In the past couple of months, legislatures have passed similar laws limiting or outlawing gender-affirming care in 10 other red states. But Kentucky’s law represents an acceleration. Not only is it arguably more stringent than most of the others, but Republicans also rolled over a Democratic governor to pass it.
And more is coming. Other GOP-run states — including Kansas, Missouri and Texas — are on their way to passing similarly restrictive bills. And others are likely to seize on the momentum generated in Kentucky to pass their own restrictions.
Although the overall picture is hard to predict, given ongoing court challenges, the reality is stark: Untold numbers of red-state families are about to find themselves without options for kids experiencing gender dysphoria and in need of treatment.
“There is no infrastructure in place to support thousands of people who are going to be deprived of care almost instantaneously when some of these laws go into effect,” Chase Strangio, deputy director for transgender justice at the American Civil Liberties Union, told us. “Parents are absolutely panicking about what to do.”
Strangio noted that in states that have passed laws, ACLU affiliates are receiving “dozens of calls a day.” National LGBTQ advocacy organizations are already contemplating a future in which desperate families seek care in other states.
“We’re going to see more organizing around how to create safe spaces for these families,” Jean-Marie Navetta, director of learning and inclusion at the advocacy group PFLAG, told us. Such organizations, Navetta said, might have to create “a structure in which people can connect across state lines and understand what options might be available to them.”

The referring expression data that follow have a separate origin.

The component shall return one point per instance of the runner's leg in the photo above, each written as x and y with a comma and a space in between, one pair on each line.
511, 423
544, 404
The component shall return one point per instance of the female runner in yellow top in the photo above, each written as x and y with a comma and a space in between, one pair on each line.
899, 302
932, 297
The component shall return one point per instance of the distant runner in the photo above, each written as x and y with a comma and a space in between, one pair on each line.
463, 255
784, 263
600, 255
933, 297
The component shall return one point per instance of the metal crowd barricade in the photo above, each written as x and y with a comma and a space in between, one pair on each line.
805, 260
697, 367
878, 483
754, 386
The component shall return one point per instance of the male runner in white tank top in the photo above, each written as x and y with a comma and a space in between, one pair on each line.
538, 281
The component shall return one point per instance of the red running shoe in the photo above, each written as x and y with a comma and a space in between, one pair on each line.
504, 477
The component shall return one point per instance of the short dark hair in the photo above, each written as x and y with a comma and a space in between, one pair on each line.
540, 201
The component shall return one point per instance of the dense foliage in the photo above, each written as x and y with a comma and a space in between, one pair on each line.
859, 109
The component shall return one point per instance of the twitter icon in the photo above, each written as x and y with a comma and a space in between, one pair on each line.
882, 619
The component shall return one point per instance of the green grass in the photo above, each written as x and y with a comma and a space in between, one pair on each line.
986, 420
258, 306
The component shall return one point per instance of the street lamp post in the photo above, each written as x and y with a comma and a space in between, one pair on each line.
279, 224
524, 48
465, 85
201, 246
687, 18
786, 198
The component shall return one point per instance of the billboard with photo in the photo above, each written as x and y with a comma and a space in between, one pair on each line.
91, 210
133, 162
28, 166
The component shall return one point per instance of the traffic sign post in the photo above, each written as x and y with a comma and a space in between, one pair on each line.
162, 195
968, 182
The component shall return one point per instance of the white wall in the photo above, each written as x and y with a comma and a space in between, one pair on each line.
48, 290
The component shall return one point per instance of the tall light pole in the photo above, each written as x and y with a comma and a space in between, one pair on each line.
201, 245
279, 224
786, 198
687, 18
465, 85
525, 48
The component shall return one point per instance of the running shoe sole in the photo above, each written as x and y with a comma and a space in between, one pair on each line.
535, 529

Or as Jennifer Levi, a senior official at GLBTQ Legal Advocates and Defenders, bluntly put it: “Blue states will have to take on more of the responsibilities for providing care.”

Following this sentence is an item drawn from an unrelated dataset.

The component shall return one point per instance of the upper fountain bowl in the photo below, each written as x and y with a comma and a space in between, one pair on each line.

This emerging geography of cruelty is already visible. Doctors in states facing bans are reporting a reluctance to treat new patients. Families are contemplating moving out of state to maintain their kids’ gender-affirming care, care that is endorsed by major medical organizations.
The drumbeat of abortion horror stories last year — the 10-year-old rape victim who had to travel for an abortion, the woman who almost died from sepsis because she couldn’t get the procedure — had surprising emotional force. They surely persuaded many Americans to see the gravity of taking away abortion rights in a jarring new light.
So what will happen when the national media starts telling stories about the family that drove 24 hours to seek gender-affirming care for their kid? Or about the family that couldn’t afford to take their kid to another state at all?
The culture is far more evolved on abortion than on trans rights. Many Americans now personally know someone who has had the procedure or are familiar with cultural lore about “coat hanger” treatments. But transgender people are a small portion of the population. Far fewer Americans have had direct contact with them.
Reactionary opponents of trans rights understand this. So they constantly manufacture the impression that lurking behind advocacy for trans kids are nefarious “elites” who want to erase natural gender identities or sexualize innocent children. But stories about families desperately seeking care might drive home the reality that there is genuine demand for this kind of treatment because parents want it for the good of their kids.
Far-right state lawmakers know this demand is real. That’s why they’re using state power to suppress it. And the ugly reality is that they’re likely to enjoy plenty of success in this mission.
But if anything can effect a meaningful change in the culture about this ongoing tragedy, cruel and heavy-handed government overreach — and the tales of human suffering it unleashes — might be it.